|John the Baptist -- Bernard Strigel (1461-1528)|
The traditional color for the Season of Advent is purple. Increasingly, however, blue is used as an alternative, and this reflects a significant change in thinking, a change embodied in the Revised Common Lectionary. In part Advent is like Lent – a penitential season when our thoughts should be focused on the great, but awesome, themes of sin and redemption. In Cranmer’s original Book of Common Prayer, and in the versions that followed for many centuries, the Sunday lessons throughout Advent had the “Last Things” as their unifying theme – death, judgment and the Second Coming of Christ.
In the Revised Common Lectionary, by contrast, on the last Sunday in Advent we switch from death to birth, when the Gospel of the day begins the Christmas story.

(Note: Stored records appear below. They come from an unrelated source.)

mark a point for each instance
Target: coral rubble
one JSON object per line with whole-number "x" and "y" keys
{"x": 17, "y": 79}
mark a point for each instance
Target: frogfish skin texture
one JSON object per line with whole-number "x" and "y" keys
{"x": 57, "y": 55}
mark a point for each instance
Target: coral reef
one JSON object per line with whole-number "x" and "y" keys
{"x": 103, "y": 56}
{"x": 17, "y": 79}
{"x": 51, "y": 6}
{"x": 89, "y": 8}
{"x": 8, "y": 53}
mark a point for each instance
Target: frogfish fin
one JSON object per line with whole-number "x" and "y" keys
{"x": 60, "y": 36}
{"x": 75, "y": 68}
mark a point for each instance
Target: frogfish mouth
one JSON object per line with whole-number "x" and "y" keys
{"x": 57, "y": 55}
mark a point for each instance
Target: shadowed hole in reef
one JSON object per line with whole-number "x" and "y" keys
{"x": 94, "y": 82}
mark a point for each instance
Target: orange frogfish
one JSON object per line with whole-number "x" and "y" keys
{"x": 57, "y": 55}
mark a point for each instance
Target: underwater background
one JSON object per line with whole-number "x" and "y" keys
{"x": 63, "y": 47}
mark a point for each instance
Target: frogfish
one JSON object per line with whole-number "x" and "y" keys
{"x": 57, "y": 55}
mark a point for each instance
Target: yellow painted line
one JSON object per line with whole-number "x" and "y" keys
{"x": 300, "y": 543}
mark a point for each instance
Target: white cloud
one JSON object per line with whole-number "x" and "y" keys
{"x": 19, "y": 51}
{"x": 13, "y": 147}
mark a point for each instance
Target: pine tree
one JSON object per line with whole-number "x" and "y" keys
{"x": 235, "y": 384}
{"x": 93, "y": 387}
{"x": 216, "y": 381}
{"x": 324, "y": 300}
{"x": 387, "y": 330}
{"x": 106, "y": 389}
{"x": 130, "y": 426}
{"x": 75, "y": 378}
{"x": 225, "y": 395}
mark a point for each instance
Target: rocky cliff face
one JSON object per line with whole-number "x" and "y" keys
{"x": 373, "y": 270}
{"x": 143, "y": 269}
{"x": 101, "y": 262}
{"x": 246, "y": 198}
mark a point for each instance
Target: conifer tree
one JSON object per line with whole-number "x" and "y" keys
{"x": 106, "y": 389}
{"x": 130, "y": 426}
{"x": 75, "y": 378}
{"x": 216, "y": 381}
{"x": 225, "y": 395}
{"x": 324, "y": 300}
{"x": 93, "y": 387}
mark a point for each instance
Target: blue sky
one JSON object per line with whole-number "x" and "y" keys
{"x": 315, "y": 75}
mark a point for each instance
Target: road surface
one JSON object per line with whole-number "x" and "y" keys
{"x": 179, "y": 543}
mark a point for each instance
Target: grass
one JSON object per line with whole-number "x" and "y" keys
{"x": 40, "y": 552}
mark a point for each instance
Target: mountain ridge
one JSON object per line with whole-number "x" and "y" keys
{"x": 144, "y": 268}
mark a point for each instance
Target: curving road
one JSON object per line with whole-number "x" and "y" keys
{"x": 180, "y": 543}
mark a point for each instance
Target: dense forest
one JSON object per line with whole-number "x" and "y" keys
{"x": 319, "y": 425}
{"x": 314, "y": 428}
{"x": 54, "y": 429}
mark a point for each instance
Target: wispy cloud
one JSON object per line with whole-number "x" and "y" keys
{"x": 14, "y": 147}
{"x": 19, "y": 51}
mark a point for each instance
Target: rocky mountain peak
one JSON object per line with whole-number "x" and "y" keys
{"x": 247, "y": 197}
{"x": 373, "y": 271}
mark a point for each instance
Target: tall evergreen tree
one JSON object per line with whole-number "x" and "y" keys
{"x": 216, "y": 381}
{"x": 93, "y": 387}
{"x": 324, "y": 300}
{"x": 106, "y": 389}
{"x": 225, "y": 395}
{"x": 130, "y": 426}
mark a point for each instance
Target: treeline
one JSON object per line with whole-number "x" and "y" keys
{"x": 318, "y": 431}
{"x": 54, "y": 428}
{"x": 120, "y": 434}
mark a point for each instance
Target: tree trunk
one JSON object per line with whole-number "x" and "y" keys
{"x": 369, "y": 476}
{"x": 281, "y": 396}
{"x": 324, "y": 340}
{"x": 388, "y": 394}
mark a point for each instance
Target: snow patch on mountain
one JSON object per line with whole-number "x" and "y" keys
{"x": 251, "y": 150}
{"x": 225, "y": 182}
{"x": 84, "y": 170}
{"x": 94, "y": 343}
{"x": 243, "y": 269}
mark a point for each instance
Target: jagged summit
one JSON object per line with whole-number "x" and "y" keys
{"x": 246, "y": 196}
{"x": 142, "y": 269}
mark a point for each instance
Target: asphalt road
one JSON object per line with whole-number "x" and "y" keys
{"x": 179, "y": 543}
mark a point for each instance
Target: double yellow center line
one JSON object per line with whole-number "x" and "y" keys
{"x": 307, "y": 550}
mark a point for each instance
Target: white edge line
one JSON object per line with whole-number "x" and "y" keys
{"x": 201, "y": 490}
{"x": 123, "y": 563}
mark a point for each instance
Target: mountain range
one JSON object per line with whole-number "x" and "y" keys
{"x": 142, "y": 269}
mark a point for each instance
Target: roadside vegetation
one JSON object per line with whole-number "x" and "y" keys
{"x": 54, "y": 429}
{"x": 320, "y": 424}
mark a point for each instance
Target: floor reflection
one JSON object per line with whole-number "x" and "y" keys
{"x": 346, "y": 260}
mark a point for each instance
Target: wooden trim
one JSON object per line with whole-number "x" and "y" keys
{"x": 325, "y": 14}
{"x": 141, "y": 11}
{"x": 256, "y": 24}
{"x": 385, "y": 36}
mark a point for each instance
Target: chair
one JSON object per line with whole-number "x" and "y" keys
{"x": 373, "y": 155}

This is not mere convenience. This year’s Gospel for the second Sunday of Advent demonstrates just how closely the Second Coming and the First are connected. John the Baptist, warns his hearers of judgment in the sternest language -- "You brood of vipers! Who warned you to flee from the wrath to come?” – and he urges them to repent because “the kingdom of God is at hand”. This is the stuff of the Second Coming and of old-style Advent. But then, almost immediately, he turns their attention to the First Coming when he tells them that “one who is more powerful than I is coming after me”.
The fact is, God’s time is not our time. Strictly, in the eternal God there is neither ‘before’ nor ‘after’. Incarnation and Judgment are two sides of a single divine act. The ‘baby in the manger’ is at one and very the same time ‘Christ in his glorious majesty’. The trouble, though, is that we have become so comfortable with the homely image of the baby, we need several weeks to remind us that his coming is a challenge to the comfortable non-judgmentalism that the modern world holds dear.
|Last Judgment - Wassily Kandinsky|
Once again the child messiah will indeed inaugurate Isaiah’s vision of the ‘holy mountain’ where nothing is hurt or destroyed. But he does so because his ‘delight shall be in the fear of the LORD. He shall not judge by what his eyes see, or decide by what his ears hear, but with righteousness he shall judge the poor, and decide with equity for the meek of the earth; he shall strike the earth with the rod of his mouth, and with the breath of his lips he shall kill the wicked’. This doesn't cohere very well with the image of a baby, and fits rather better with 'hellfire' preaching. Yet this is the ultimate message of Christmas.